While Cohen was an executive at the Trump Organization, he was known as Trump's "pit bull". In late 2011, when Trump was publicly speculating about running for the 2012 Republican Party presidential nomination, Cohen co-founded the website "Should Trump Run?" to draft Trump into entering the race.

In a 2011 interview with ABC News, Cohen stated, "If somebody does something Mr. Trump doesn't like, I do everything in my power to resolve it to Mr. Trump's benefit. If you do something wrong, I'm going to come at you, grab you by the neck and I'm not going to let you go until I'm finished."
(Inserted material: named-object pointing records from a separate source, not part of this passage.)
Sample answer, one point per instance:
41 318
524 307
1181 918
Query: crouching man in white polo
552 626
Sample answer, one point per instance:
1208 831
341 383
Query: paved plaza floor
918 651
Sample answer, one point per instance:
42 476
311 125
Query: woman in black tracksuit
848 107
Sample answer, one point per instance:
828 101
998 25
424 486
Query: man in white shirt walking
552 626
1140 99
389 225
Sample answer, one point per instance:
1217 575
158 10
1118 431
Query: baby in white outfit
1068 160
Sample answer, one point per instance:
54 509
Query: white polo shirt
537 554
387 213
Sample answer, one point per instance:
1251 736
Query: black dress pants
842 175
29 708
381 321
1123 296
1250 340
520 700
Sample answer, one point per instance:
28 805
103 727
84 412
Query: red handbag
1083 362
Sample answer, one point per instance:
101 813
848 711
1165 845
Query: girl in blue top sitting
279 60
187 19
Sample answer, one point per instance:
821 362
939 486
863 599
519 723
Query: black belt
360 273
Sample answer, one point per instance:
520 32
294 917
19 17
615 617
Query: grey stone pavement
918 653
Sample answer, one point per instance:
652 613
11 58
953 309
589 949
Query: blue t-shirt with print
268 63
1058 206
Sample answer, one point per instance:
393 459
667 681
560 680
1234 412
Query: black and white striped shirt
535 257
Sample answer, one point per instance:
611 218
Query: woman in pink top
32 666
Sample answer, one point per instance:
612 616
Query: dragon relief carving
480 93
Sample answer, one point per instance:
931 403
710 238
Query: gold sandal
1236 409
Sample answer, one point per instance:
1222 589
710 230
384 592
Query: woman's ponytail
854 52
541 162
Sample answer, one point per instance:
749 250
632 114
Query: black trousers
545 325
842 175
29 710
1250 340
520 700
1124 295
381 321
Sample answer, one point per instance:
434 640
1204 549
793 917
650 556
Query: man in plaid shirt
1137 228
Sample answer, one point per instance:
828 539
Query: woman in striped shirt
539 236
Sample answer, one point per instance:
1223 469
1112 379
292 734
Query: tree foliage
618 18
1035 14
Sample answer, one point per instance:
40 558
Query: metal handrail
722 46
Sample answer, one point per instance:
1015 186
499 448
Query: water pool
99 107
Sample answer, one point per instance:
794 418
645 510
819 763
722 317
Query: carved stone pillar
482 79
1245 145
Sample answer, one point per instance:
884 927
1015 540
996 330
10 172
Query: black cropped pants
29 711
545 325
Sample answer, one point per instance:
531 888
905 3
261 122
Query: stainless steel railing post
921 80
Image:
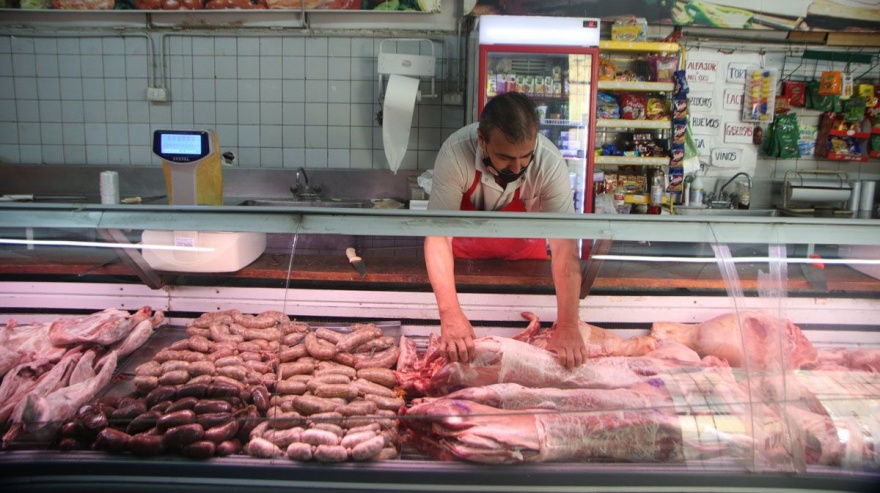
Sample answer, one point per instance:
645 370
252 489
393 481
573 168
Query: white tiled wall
275 100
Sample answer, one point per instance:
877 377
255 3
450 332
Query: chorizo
381 376
330 453
319 348
367 449
299 451
144 445
176 377
259 447
357 337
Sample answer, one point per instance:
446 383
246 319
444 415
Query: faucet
734 200
301 188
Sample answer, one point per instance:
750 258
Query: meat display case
819 273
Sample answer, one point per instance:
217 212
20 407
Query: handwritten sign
705 124
736 72
701 71
738 133
701 101
733 99
726 157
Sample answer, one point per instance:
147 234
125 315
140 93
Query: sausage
289 387
205 406
193 389
367 449
319 348
286 370
309 404
199 343
358 408
259 447
357 337
299 451
145 383
384 359
174 364
113 441
229 447
381 376
201 368
149 369
130 411
183 435
235 372
202 449
159 394
177 418
330 453
365 387
175 377
221 433
332 428
212 420
144 445
182 403
328 335
377 344
345 391
388 403
293 338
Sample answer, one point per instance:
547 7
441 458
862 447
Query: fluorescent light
738 260
95 244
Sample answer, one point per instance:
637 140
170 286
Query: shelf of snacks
634 124
635 85
633 160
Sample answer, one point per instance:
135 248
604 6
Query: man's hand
568 344
457 338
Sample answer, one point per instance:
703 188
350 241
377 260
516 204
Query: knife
815 273
356 261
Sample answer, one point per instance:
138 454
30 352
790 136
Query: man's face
507 157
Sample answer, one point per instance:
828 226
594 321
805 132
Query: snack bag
632 106
830 84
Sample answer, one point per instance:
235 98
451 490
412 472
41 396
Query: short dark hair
514 114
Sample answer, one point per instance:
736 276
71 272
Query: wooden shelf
625 85
636 124
632 160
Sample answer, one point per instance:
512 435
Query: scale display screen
181 146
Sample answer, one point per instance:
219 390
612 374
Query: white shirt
545 186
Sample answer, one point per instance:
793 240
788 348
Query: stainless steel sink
305 203
705 211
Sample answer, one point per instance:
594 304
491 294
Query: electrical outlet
453 98
157 94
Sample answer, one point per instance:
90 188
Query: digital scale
192 164
194 176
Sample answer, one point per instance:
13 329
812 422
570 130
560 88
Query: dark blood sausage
143 422
180 436
146 445
177 418
113 441
202 449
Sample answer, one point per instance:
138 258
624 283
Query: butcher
503 164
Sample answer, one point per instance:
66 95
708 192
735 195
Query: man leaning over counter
503 164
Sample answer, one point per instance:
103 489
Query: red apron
500 248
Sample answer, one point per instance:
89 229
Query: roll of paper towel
401 95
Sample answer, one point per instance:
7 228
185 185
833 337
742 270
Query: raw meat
599 342
41 415
453 428
104 328
754 337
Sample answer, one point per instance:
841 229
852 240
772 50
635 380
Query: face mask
505 175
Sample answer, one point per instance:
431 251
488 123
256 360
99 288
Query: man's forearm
566 270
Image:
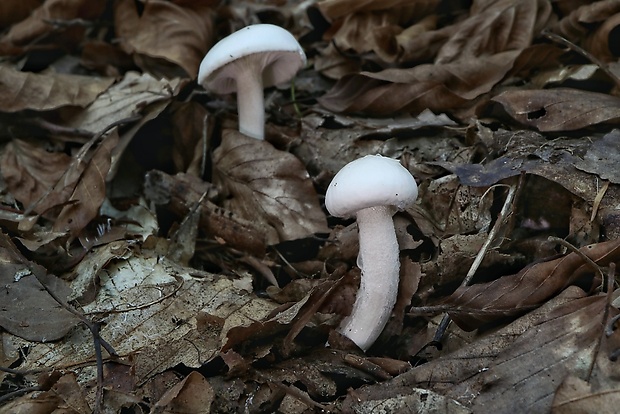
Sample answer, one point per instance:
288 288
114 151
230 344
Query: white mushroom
247 61
372 188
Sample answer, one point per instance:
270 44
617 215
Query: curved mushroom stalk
371 188
379 262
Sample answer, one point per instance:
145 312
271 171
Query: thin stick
501 218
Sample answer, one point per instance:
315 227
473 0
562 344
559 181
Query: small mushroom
250 59
372 188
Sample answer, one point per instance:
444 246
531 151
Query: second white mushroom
250 59
372 188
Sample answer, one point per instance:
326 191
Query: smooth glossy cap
370 181
268 48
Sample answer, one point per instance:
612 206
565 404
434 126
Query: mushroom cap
262 48
370 181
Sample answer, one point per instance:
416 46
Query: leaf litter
156 260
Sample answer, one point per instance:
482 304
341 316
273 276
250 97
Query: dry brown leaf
559 109
434 87
471 57
496 27
179 32
334 9
523 362
30 171
14 11
43 92
575 396
528 373
125 99
49 24
28 310
267 186
192 395
89 191
510 295
581 20
190 134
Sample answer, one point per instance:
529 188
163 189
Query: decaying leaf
179 32
43 92
511 295
30 171
526 360
267 186
89 191
27 309
123 100
559 109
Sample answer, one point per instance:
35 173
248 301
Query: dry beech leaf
124 99
475 305
576 395
14 11
559 109
434 87
89 191
473 56
268 186
528 373
30 171
43 92
28 310
192 395
180 33
523 362
580 21
37 25
334 9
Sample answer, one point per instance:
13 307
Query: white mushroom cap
272 49
370 181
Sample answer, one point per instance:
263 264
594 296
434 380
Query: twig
501 218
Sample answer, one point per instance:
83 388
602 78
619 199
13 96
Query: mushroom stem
250 105
378 259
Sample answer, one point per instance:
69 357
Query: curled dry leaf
559 109
31 31
27 309
434 87
124 99
267 186
14 11
511 295
580 22
43 92
179 32
30 171
334 9
474 55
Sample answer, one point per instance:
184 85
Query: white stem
250 104
378 259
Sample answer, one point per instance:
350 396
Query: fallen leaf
123 100
88 193
192 395
576 395
43 92
267 186
34 29
28 310
559 109
30 171
179 32
603 157
514 294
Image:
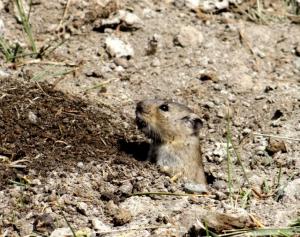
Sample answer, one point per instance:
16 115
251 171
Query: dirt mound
41 129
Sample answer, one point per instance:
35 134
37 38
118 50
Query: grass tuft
26 24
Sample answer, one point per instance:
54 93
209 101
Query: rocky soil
70 154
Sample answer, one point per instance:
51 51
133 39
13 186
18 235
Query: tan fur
175 144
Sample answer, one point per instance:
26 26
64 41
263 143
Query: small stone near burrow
126 187
99 225
44 223
32 117
188 36
121 217
82 208
118 48
275 146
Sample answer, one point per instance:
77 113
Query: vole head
167 121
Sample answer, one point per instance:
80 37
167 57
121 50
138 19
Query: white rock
192 4
118 48
292 190
67 232
214 5
100 226
62 232
149 13
4 74
127 19
82 207
130 19
32 117
80 164
189 36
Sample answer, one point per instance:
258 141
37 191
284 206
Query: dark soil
64 132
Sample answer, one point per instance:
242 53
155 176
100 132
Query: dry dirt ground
69 150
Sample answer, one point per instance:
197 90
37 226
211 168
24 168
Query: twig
131 229
172 194
68 223
276 136
64 16
101 84
38 61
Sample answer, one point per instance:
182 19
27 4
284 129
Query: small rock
62 232
192 4
292 190
155 62
118 48
4 74
24 227
32 117
275 146
119 69
188 36
224 221
125 20
297 63
99 225
219 152
82 208
152 44
149 13
220 185
126 187
121 217
80 164
297 50
44 223
122 62
208 76
195 188
213 5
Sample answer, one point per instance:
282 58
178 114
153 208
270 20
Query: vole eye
164 107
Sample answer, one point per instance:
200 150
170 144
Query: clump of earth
70 153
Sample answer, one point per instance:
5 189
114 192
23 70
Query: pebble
25 8
195 188
62 232
192 4
4 74
297 63
80 164
32 117
188 36
214 5
99 225
121 217
155 62
292 190
122 18
126 187
118 48
82 208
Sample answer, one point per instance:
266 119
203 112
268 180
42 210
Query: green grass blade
26 25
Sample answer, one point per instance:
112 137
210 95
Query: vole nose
139 107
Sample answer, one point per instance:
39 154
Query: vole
175 148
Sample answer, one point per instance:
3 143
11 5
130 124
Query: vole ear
194 122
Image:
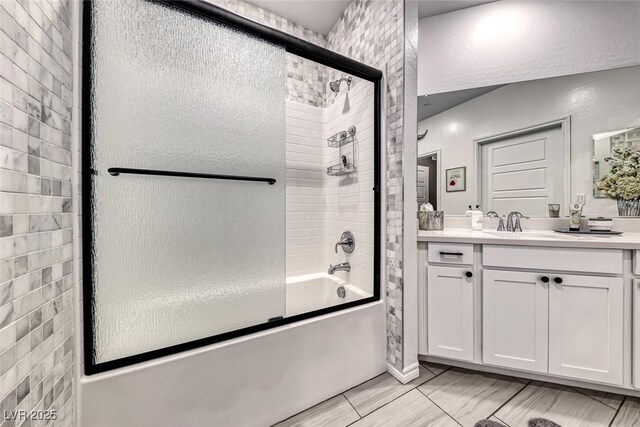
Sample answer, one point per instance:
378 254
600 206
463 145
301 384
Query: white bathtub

In 2013, Cohen sent an email to the satirical news website The Onion, demanding that an article it had published mocking Trump ("When You're Feeling Low, Just Remember I'll Be Dead In About 15 or 20 Years") be removed with an apology, claiming it was defamatory.

In 2015, in response to an inquiry by reporter Tim Mak of The Daily Beast concerning rape allegations (brought up in the 1980s but later recanted) by Ivana Trump about her then-husband Donald Trump, Cohen said, "I'm warning you, tread very fucking lightly, because what I'm going to do to you is going to be fucking disgusting."

In April 2016, along with Darrell C. Scott, Cohen was a co-founder of the National Diversity Coalition for Trump. Peter J. Gleason, a lawyer who filed for protection of documents pertaining to two women with sexual-abuse allegations against Eric T. Schneiderman, stated—without offering details or corroborating evidence—that Cohen told him that if Trump had been elected governor of New York in 2013, the latter would have helped bring the accusations to public attention.

In mid-2016, Cohen defended Trump against allegations of antisemitism. Later that year, part of a video interview of Cohen by CNN's Brianna Keilar went viral, in which Cohen said "Says who?" several times in response to Keilar's statement that Trump was behind in all of the polls.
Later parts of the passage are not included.